1, 2 oder 3 Prozent

1, 2 oder 3 Prozent

Was vom Wahltag übrigbleibt: Stuckrad-Barres "Situation Room" ist nicht lustig. Gerhart Baum hat zu viel Zeit. Oder ernsthafter: Ist die Berliner Runde noch zeitgemäß? Womöglich muss die 5-Prozent-Hürde auch nicht nur im Fernsehen weg. Zumal sich das Fernsehen eh nicht für Politik interessiert.

Was bleibt unter medialen Gesichtspunkten von der Wahl? Willi Winkler kehrt in der SZ (Seite 35) einmal durch das Fernsehprogramm. Allerdings gerät man schon bei der Einrichtungsbeschreibung von Benjamin von Stuckrad-Barres Ulmen-TV-Wahlnacht auf Springers Portal welt.de ins Grübeln:

"Über der Tür ist das Siegel des amerikanischen Präsidenten angebracht, und damit auch jeder merkt, dass es an diesem Wahlabend um Weltpolitik geht, wird zwar nicht Obama, aber doch ein stummer Schwarzer in die Ecke gesetzt."
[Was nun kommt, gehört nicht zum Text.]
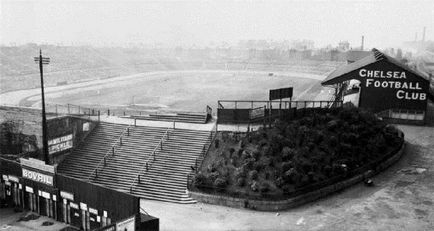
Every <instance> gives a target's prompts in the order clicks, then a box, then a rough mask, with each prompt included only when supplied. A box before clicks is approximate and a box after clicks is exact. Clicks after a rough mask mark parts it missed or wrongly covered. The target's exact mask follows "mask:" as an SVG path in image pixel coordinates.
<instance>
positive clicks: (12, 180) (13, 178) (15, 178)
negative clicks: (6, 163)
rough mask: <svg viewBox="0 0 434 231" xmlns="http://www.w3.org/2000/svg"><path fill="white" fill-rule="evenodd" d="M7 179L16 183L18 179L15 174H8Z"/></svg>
mask: <svg viewBox="0 0 434 231" xmlns="http://www.w3.org/2000/svg"><path fill="white" fill-rule="evenodd" d="M8 177H9V180H10V181H13V182H16V183H18V182H19V181H20V180H19V179H18V177H16V176H12V175H9V176H8Z"/></svg>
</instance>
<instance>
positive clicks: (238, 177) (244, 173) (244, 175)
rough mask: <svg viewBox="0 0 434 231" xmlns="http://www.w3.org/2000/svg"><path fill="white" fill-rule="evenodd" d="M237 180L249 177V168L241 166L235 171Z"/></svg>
mask: <svg viewBox="0 0 434 231" xmlns="http://www.w3.org/2000/svg"><path fill="white" fill-rule="evenodd" d="M234 176H235V178H244V177H246V176H247V168H246V167H245V166H241V167H239V168H237V169H235V173H234Z"/></svg>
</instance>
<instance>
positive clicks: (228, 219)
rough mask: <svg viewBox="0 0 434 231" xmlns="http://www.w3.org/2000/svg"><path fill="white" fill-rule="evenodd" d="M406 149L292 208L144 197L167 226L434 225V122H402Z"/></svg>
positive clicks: (268, 228)
mask: <svg viewBox="0 0 434 231" xmlns="http://www.w3.org/2000/svg"><path fill="white" fill-rule="evenodd" d="M399 127H400V128H401V129H402V130H403V131H404V133H405V134H406V140H407V142H408V144H407V146H406V153H405V154H404V156H403V158H401V159H400V161H399V162H398V163H396V164H395V165H393V166H392V167H390V168H389V169H387V170H386V171H385V172H383V173H381V174H379V175H377V176H376V177H375V178H374V179H373V180H374V182H375V187H366V186H364V185H363V184H358V185H355V186H353V187H351V188H349V189H346V190H344V191H342V192H340V193H337V194H334V195H332V196H329V197H327V198H324V199H321V200H319V201H316V202H313V203H310V204H307V205H304V206H301V207H298V208H296V209H291V210H288V211H282V212H280V213H276V212H257V211H251V210H244V209H234V208H227V207H223V206H214V205H208V204H202V203H198V204H194V205H178V204H172V203H161V202H156V201H149V200H142V201H141V207H142V208H145V210H146V211H147V212H148V213H150V214H151V215H153V216H156V217H159V218H160V228H161V230H329V231H334V230H382V231H386V230H393V231H395V230H424V231H429V230H430V231H431V230H434V193H433V192H434V127H415V126H399Z"/></svg>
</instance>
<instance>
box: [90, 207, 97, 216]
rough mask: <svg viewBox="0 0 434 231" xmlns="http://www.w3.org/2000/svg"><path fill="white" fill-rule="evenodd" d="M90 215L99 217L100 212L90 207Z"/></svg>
mask: <svg viewBox="0 0 434 231" xmlns="http://www.w3.org/2000/svg"><path fill="white" fill-rule="evenodd" d="M89 213H92V214H95V215H98V210H96V209H94V208H91V207H89Z"/></svg>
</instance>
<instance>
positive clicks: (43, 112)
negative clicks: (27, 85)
mask: <svg viewBox="0 0 434 231" xmlns="http://www.w3.org/2000/svg"><path fill="white" fill-rule="evenodd" d="M35 62H36V63H39V72H40V73H41V95H42V151H43V153H44V161H45V164H50V160H49V158H48V138H47V117H46V115H45V96H44V71H43V65H44V64H45V65H48V64H49V63H50V58H48V57H42V51H41V50H39V57H35Z"/></svg>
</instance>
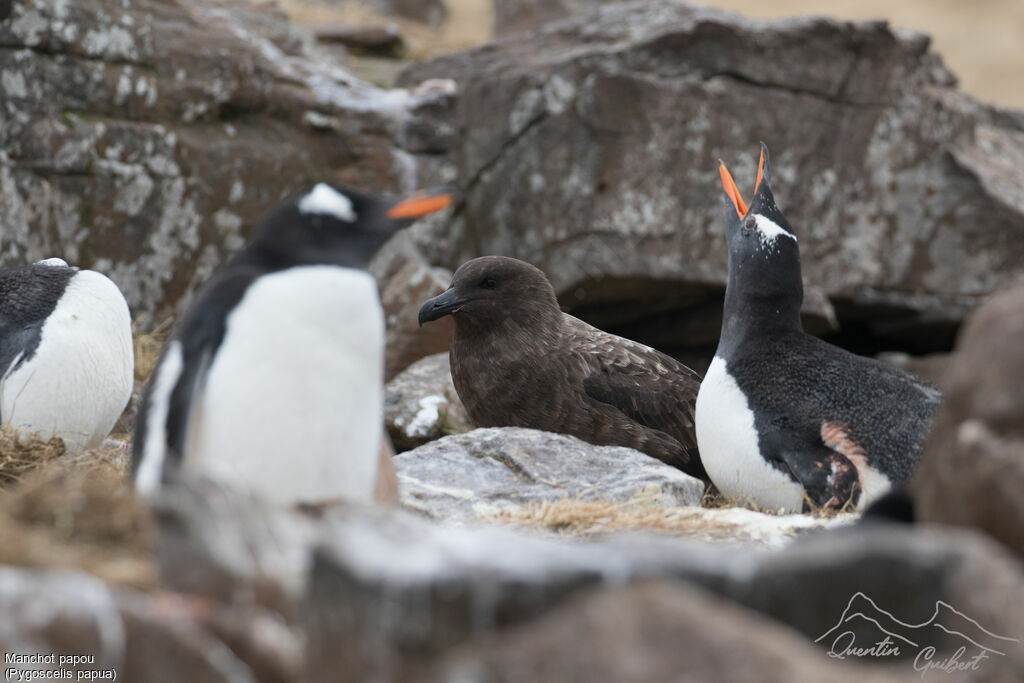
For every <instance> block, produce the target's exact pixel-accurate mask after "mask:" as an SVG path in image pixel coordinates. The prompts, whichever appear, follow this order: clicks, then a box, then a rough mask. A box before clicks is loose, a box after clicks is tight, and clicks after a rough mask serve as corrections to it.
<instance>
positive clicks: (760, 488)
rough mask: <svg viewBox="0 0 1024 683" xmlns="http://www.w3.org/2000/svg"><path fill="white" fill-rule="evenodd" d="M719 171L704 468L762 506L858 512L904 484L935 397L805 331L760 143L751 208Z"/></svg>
mask: <svg viewBox="0 0 1024 683" xmlns="http://www.w3.org/2000/svg"><path fill="white" fill-rule="evenodd" d="M719 172H720V175H721V178H722V184H723V186H724V187H725V234H726V242H727V244H728V247H729V280H728V284H727V286H726V291H725V309H724V311H723V321H722V336H721V338H720V339H719V345H718V350H717V351H716V353H715V357H714V359H713V360H712V364H711V367H710V368H709V369H708V374H707V376H706V377H705V381H703V383H702V384H701V385H700V392H699V394H698V395H697V403H696V432H697V444H698V445H699V446H700V455H701V458H702V459H703V463H705V467H706V468H707V469H708V474H709V475H710V476H711V480H712V481H713V482H714V483H715V485H716V486H718V488H719V489H720V490H721V492H722V493H723V494H725V495H726V496H728V497H733V498H740V499H746V500H751V501H753V502H754V503H756V504H758V505H760V506H763V507H765V508H771V509H780V510H786V511H800V510H802V509H806V507H811V505H813V506H816V507H821V508H833V509H835V508H843V507H844V506H846V505H847V504H851V505H852V506H855V507H856V508H857V509H862V508H864V507H865V506H866V505H868V504H869V503H870V502H871V501H872V500H874V499H877V498H879V497H880V496H882V495H883V494H885V493H886V492H887V490H888V489H889V488H890V487H891V486H893V485H901V484H903V483H905V482H906V481H907V479H908V477H909V476H910V470H911V468H912V467H913V465H914V463H915V462H916V460H918V456H919V455H920V453H921V446H922V440H923V439H924V437H925V434H926V433H927V431H928V427H929V423H930V422H931V419H932V416H933V415H934V414H935V411H936V408H937V407H938V403H939V400H940V397H941V396H940V392H939V390H938V388H937V387H935V386H934V385H932V384H930V383H928V382H926V381H925V380H923V379H920V378H916V377H914V376H912V375H909V374H907V373H905V372H903V371H901V370H898V369H896V368H894V367H892V366H889V365H886V364H884V362H881V361H878V360H873V359H870V358H864V357H861V356H857V355H854V354H852V353H850V352H848V351H846V350H844V349H841V348H838V347H836V346H833V345H830V344H828V343H826V342H824V341H822V340H820V339H818V338H817V337H813V336H811V335H808V334H805V333H804V331H803V329H802V327H801V324H800V305H801V302H802V301H803V296H804V294H803V283H802V281H801V274H800V250H799V247H798V243H797V236H796V234H794V231H793V228H792V227H791V226H790V223H788V222H787V221H786V219H785V217H784V216H783V215H782V212H781V211H779V209H778V207H777V206H776V204H775V199H774V197H773V196H772V191H771V185H770V175H771V168H770V162H769V158H768V150H767V147H766V146H765V145H764V144H763V143H762V146H761V160H760V162H759V165H758V177H757V184H756V185H755V193H754V200H753V201H752V202H751V205H750V208H748V207H746V206H745V205H744V203H743V200H742V199H741V198H740V195H739V190H738V189H737V188H736V184H735V182H733V180H732V176H731V175H730V174H729V171H728V169H726V167H725V165H724V164H721V163H720V166H719ZM805 506H806V507H805Z"/></svg>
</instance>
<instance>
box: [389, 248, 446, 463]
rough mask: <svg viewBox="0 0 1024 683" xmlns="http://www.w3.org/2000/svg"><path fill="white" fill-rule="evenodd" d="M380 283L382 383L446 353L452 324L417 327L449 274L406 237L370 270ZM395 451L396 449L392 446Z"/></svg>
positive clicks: (392, 248) (397, 445)
mask: <svg viewBox="0 0 1024 683" xmlns="http://www.w3.org/2000/svg"><path fill="white" fill-rule="evenodd" d="M370 270H371V272H373V273H374V275H375V276H376V278H377V281H378V282H379V283H381V305H382V306H383V307H384V319H385V323H386V325H387V340H386V347H385V352H384V369H385V381H390V380H391V379H392V378H393V377H395V376H396V375H397V374H398V373H400V372H402V371H403V370H406V369H407V368H409V367H410V366H411V365H413V364H414V362H416V361H417V360H419V359H420V358H422V357H424V356H427V355H430V354H431V353H437V352H439V351H446V350H447V347H449V344H450V343H451V342H452V329H453V327H452V326H453V323H452V321H451V319H447V318H445V319H443V321H438V322H439V323H441V325H427V326H424V327H420V324H419V312H420V306H421V305H423V302H424V301H426V300H427V299H429V298H431V297H434V296H437V295H438V294H440V293H441V292H443V291H444V290H446V289H447V288H449V285H450V284H451V282H452V271H451V270H449V269H446V268H438V267H434V266H431V265H430V264H429V263H427V261H426V259H425V258H424V257H423V255H422V254H421V253H420V250H419V249H417V247H416V246H415V244H414V243H413V241H412V239H411V237H410V236H409V234H403V233H402V234H398V236H396V237H395V238H394V239H393V240H391V241H390V242H388V244H387V245H385V246H384V248H383V249H382V250H381V251H380V253H378V254H377V256H376V257H375V258H374V261H373V263H371V267H370ZM395 446H396V447H403V446H398V444H397V443H395Z"/></svg>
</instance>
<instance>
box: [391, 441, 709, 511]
mask: <svg viewBox="0 0 1024 683" xmlns="http://www.w3.org/2000/svg"><path fill="white" fill-rule="evenodd" d="M394 465H395V470H396V472H397V474H398V490H399V495H400V497H401V502H402V505H404V506H406V507H407V508H411V509H414V510H418V511H420V512H423V513H425V514H427V515H429V516H431V517H434V518H437V519H449V520H470V519H476V518H480V517H488V516H494V515H496V514H499V513H501V512H503V511H504V512H510V511H515V510H517V509H521V508H523V507H525V506H526V505H528V504H529V503H531V502H532V503H539V502H542V501H556V500H559V499H566V498H568V499H577V498H578V499H580V500H584V501H586V500H595V499H596V500H603V501H612V502H623V501H630V500H633V499H636V498H639V497H642V498H644V499H646V500H647V501H652V502H654V503H655V504H656V505H658V506H660V507H663V508H671V507H676V506H686V505H697V504H698V503H699V502H700V497H701V496H702V495H703V489H705V485H703V482H701V481H700V480H699V479H696V478H694V477H691V476H689V475H687V474H684V473H682V472H680V471H679V470H677V469H676V468H674V467H670V466H669V465H666V464H665V463H662V462H659V461H657V460H654V459H653V458H650V457H648V456H645V455H644V454H642V453H640V452H639V451H634V450H633V449H627V447H624V446H601V445H593V444H590V443H587V442H586V441H582V440H580V439H578V438H575V437H574V436H567V435H565V434H554V433H551V432H544V431H539V430H536V429H524V428H521V427H492V428H487V429H475V430H473V431H471V432H468V433H466V434H457V435H454V436H445V437H444V438H441V439H438V440H436V441H431V442H430V443H427V444H425V445H421V446H419V447H418V449H414V450H413V451H407V452H406V453H400V454H398V455H397V456H395V459H394Z"/></svg>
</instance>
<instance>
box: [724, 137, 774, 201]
mask: <svg viewBox="0 0 1024 683" xmlns="http://www.w3.org/2000/svg"><path fill="white" fill-rule="evenodd" d="M764 169H765V153H764V148H762V150H761V159H759V160H758V180H757V182H756V183H755V184H754V194H755V195H757V194H758V187H760V186H761V180H762V178H763V177H764ZM718 174H719V176H720V177H721V178H722V187H724V188H725V194H726V195H728V197H729V199H730V200H732V206H733V207H735V209H736V215H738V216H739V217H740V218H742V217H743V216H745V215H746V204H745V203H744V202H743V198H742V197H740V196H739V188H738V187H736V181H735V180H733V179H732V174H731V173H729V169H727V168H726V167H725V164H724V163H723V162H722V161H721V160H720V161H719V162H718Z"/></svg>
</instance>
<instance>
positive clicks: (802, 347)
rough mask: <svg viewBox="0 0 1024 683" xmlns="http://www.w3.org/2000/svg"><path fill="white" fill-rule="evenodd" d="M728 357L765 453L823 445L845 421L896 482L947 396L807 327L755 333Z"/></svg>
mask: <svg viewBox="0 0 1024 683" xmlns="http://www.w3.org/2000/svg"><path fill="white" fill-rule="evenodd" d="M725 359H726V362H727V367H728V372H729V375H731V376H732V377H733V378H734V379H735V381H736V384H737V385H738V386H739V388H740V390H741V391H742V392H743V394H744V395H745V396H746V399H748V401H749V403H750V408H751V410H752V411H753V413H754V419H755V427H756V429H757V431H758V435H759V440H760V442H761V450H762V453H769V452H771V451H777V450H778V449H780V447H781V449H786V447H794V449H800V447H801V444H805V446H806V444H820V443H821V431H822V425H823V424H824V423H826V422H830V423H838V424H839V425H841V426H842V427H843V428H844V430H845V431H846V433H847V435H848V436H849V438H851V439H852V440H853V441H854V442H855V443H856V444H857V445H859V446H860V447H861V449H862V450H863V452H864V455H865V456H866V458H867V462H868V463H869V464H870V465H871V467H873V468H876V469H878V470H879V471H881V472H883V473H885V474H886V475H887V476H888V477H889V478H890V480H892V481H893V483H894V484H895V483H900V482H905V481H906V480H907V479H908V478H909V476H910V470H911V468H912V466H913V464H914V463H915V462H916V460H918V456H919V455H920V451H921V446H922V442H923V440H924V438H925V435H926V434H927V432H928V426H929V424H930V423H931V420H932V417H933V416H934V414H935V412H936V410H937V409H938V404H939V400H940V398H941V393H940V391H939V389H938V387H936V386H934V385H933V384H931V383H929V382H927V381H926V380H924V379H921V378H919V377H915V376H913V375H910V374H909V373H906V372H903V371H902V370H900V369H898V368H894V367H892V366H890V365H887V364H885V362H882V361H880V360H874V359H872V358H865V357H863V356H858V355H856V354H853V353H850V352H849V351H847V350H845V349H842V348H840V347H838V346H833V345H831V344H829V343H827V342H825V341H823V340H821V339H818V338H817V337H814V336H812V335H808V334H806V333H804V332H802V331H800V330H790V331H777V330H775V331H771V332H770V333H766V334H764V335H758V334H754V335H749V336H748V337H746V338H745V339H743V340H742V341H741V342H740V343H739V344H738V345H737V346H736V347H735V348H733V349H732V352H731V353H729V354H727V356H726V358H725ZM793 439H796V442H793Z"/></svg>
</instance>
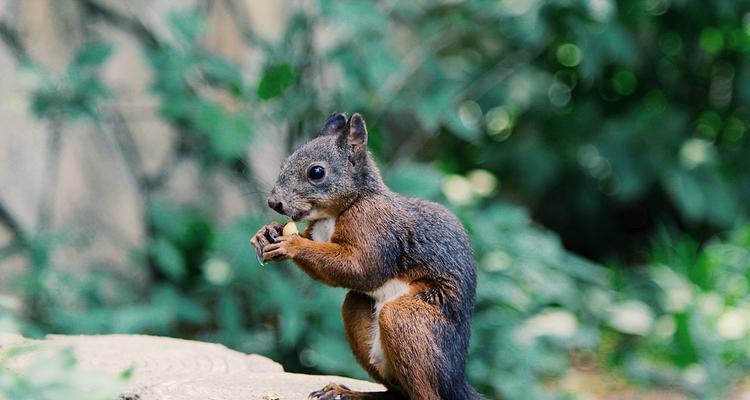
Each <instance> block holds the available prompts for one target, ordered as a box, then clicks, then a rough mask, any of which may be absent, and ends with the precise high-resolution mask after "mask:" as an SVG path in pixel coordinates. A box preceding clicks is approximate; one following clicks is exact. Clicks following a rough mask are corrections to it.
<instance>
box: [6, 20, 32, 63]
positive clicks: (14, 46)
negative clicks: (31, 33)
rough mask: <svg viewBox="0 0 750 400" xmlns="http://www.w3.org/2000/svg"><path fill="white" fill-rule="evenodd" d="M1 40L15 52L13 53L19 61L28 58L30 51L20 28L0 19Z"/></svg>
mask: <svg viewBox="0 0 750 400" xmlns="http://www.w3.org/2000/svg"><path fill="white" fill-rule="evenodd" d="M0 40H2V41H3V42H4V43H5V45H6V46H8V48H9V49H10V51H12V52H13V55H14V56H15V57H16V59H18V60H19V61H23V60H27V59H28V58H29V53H28V52H27V51H26V47H25V46H24V45H23V41H22V40H21V35H20V34H19V33H18V30H16V29H14V28H13V27H11V26H10V24H8V23H7V22H6V21H0Z"/></svg>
Diese Anordnung hat, allen Ernstes, jemand für witzig gehalten? Döfer-Reaktionärer kann man als jungdynamisches Format kaum daherkommen; wenn man weiß ist, macht es sich halt leicht Scherze über den eigenen Blick auf Leute, die nicht aussehen, wie man selbst. Der große Vorteil: passt zur Kooperation mit Springers Welt.

Winklers Eingangslob möchte man nicht nur deshalb nicht zustimmen:

"Verlieren kann jeder, notfalls auch triumphieren, aber zum Helden braucht es mehr. Der Held des Wahlsonntags heißt Gerhart Baum. Er ist inzwischen achtzig Jahre alt, eine immer noch elegante Erscheinung, die jede Talkshow schmückt."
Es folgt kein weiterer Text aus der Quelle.